Last year, Toyoda began breaking the empire into subcompanies, each empowered to act as a self-contained unit. Small cars are handled by a Compact Car Company, commercial vehicles by the CV Company, connectivity by the Connected Company, and so on.
The goal: faster, nimbler decision-making for faster, more turbulent times.
Chilling wind
"I want those people with the greatest passion and knowledge for a particular field or region to make decisions for that area," Toyoda said. "I want to make that kind of atmosphere."
He recently told investors, "The automobile industry is changing at a speed far greater than anyone anticipated."
For car-crazy Toyoda, a test driver as much at home in his racing suit as his business suit, the future brings an especially chilling wind: the risk that cars become just A-to-B commodity runabouts.
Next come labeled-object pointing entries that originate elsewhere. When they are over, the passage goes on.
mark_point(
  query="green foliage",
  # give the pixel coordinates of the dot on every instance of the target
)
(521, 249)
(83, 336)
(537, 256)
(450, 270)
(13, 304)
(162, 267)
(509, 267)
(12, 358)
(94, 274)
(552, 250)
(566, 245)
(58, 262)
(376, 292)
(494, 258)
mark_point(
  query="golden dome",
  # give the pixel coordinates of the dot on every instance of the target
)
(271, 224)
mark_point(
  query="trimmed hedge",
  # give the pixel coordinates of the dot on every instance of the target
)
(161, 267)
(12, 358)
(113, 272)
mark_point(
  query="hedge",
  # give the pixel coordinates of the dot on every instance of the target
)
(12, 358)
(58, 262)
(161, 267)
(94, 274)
If cars drive themselves and the electronics under the hood are indistinguishable, what will sustain the emotional connection that, to Toyoda, is that all-important love of cars?
"Even Dyson is saying it wants to produce an EV," Toyoda said, referring to the U.K.-based vacuum-maker's new plans. "Now is a major turning point."
Automakers such as Toyota, he says, have a special responsibility to keep cars fun for the next 100 years. That will help them stay one step ahead of interloping rivals from outside the industry.
"That's why we're fighting this fight now," he said.
But restructuring the organization flow chart won't be enough to ensure success.
And it is difficult for any chief executive, even the family scion, to reboot an entire corporate culture, especially at a behemoth such as Toyota.
A radical idea
Still, Toyoda has a history of subverting the system. And that's where the Jedi spirit comes in.
It started in the 1990s, when Toyoda was tasked with boosting domestic sales. Toyoda floated the then-radical idea of listing pictures of used cars on something called the Internet.
"People said you can't sell cars just with pictures. The kaizen system may work for manufacturing but not for dealerships," recounted Senior Managing Officer Shigeki Tomoyama, who worked with Toyoda closely in the early years and now heads a slew of divisions.
"Back then, it was incredibly difficult to bring about change in the face of strong opposition."
Corporate elders wouldn't let the upstart attach the Toyota name to his gambit. But Toyoda went ahead with his idea anyway. For his fledgling online selling platform, he adopted the name Gazoo, a play on the Japanese word for image, or gazou.
Today, Gazoo's website is one of Japan's biggest online automotive malls.
And Toyoda insists he is still taking risks as he focuses laserlike on the distant future.
"Although there may be no precedents," he said, "I believe there is always a better way.
"Several decades from now, how are future generations going to evaluate us? That will be determined by the challenges we take up now. Do I want them to say that those who were working at Toyota before them squandered all the resources?"